Intel, in collaboration with Argonne National Laboratory and Hewlett Packard Entrerprise (HPE), has announced that the Aurora supercomputer has broken the exascale barrier at 1.012 exaflops and is the fastest AI system in the world dedicated to AI for open science – achieving 10.6 AI exaflops.

“The Aurora supercomputer surpassing exascale will allow it to pave the road to tomorrow’s discoveries,” says Ogi Brkic, Intel vice-president and GM of Data Centre AI Solutions. “From understanding climate patterns to unravelling the mysteries of the universe, supercomputers serve as a compass guiding us toward solving truly difficult scientific challenges that may improve humanity.”

Designed as an AI-centric system from its inception, Aurora will allow researchers to harness generative AI models to accelerate scientific discovery. Significant progress has been made in Argonne’s early AI-driven research. Success stories include mapping the human brain’s 80-billion neurons, high-energy particle physics enhanced by deep learning, and drug design and discovery accelerated by machine learning, among others.

The Aurora supercomputer is an expansive system with 166 racks, 10 624 compute blades, 21 248 Intel Xeon CPU Max Series processors and 63 744 Intel Data Center GPU Max Series units, making it one of the world’s largest GPU clusters. Aurora also includes the largest open, Ethernet-based supercomputing interconnect on a single system of 84 992 HPE slingshot fabric endpoints.

The Aurora supercomputer came in second on the high-performance LINPACK (HPL) benchmark, but broke the exascale barrier at 1.012 exaflops utilizing 9 234 nodes – only 87% of the system. It also secured the third spot on the high-performance conjugate gradient (HPCG) benchmark at 5 612 teraflops per second (TF/s) with 39% of the machine.

This benchmark aims to assess more realistic scenarios providing insights into communication and memory access patterns which are important factors in real-world HPC applications. It complements benchmarks like LINPACK by offering a comprehensive view of a system’s capabilities.

At the heart of the Aurora supercomputer is the Intel Data Centre GPU Max Series. The Intel Xe GPU architecture is foundational to the Max Series, featuring specialised hardware like matrix and vector compute blocks optimised for both AI and HPC tasks. The Intel Xe architecture’s design that delivers unparalleled compute performance is the reason the Aurora supercomputer secured the top spot in the high-performance LINPACK-mixed precision (HPL-MxP) benchmark – which best highlights the importance of AI workloads in HPC.

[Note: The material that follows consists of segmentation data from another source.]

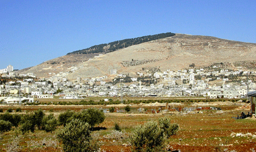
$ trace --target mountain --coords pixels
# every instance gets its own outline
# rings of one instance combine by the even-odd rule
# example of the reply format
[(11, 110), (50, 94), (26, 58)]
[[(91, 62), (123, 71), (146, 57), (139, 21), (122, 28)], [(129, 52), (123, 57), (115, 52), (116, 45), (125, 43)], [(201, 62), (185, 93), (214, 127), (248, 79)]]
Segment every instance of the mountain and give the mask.
[(109, 77), (111, 69), (116, 69), (117, 74), (132, 76), (143, 70), (178, 70), (189, 68), (191, 65), (199, 67), (221, 62), (228, 62), (230, 68), (235, 68), (236, 63), (253, 62), (255, 53), (255, 43), (175, 34), (113, 52), (70, 53), (21, 73), (32, 73), (38, 77), (49, 77), (60, 72), (71, 71), (67, 78), (76, 79), (77, 77)]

The Xe architecture’s parallel processing capabilities excel in managing the intricate matrix-vector operations inherent in neural network AI computation.

These compute cores are pivotal in accelerating matrix operations crucial for deep learning models. Complemented by Intel’s suite of software tools, including Intel oneAPI DPC++/C++ Compiler, a rich set of performance libraries, and optimised AI frameworks and tools, the Xe architecture fosters an open ecosystem for developers that is characterised by flexibility and scalability across various devices and form factors.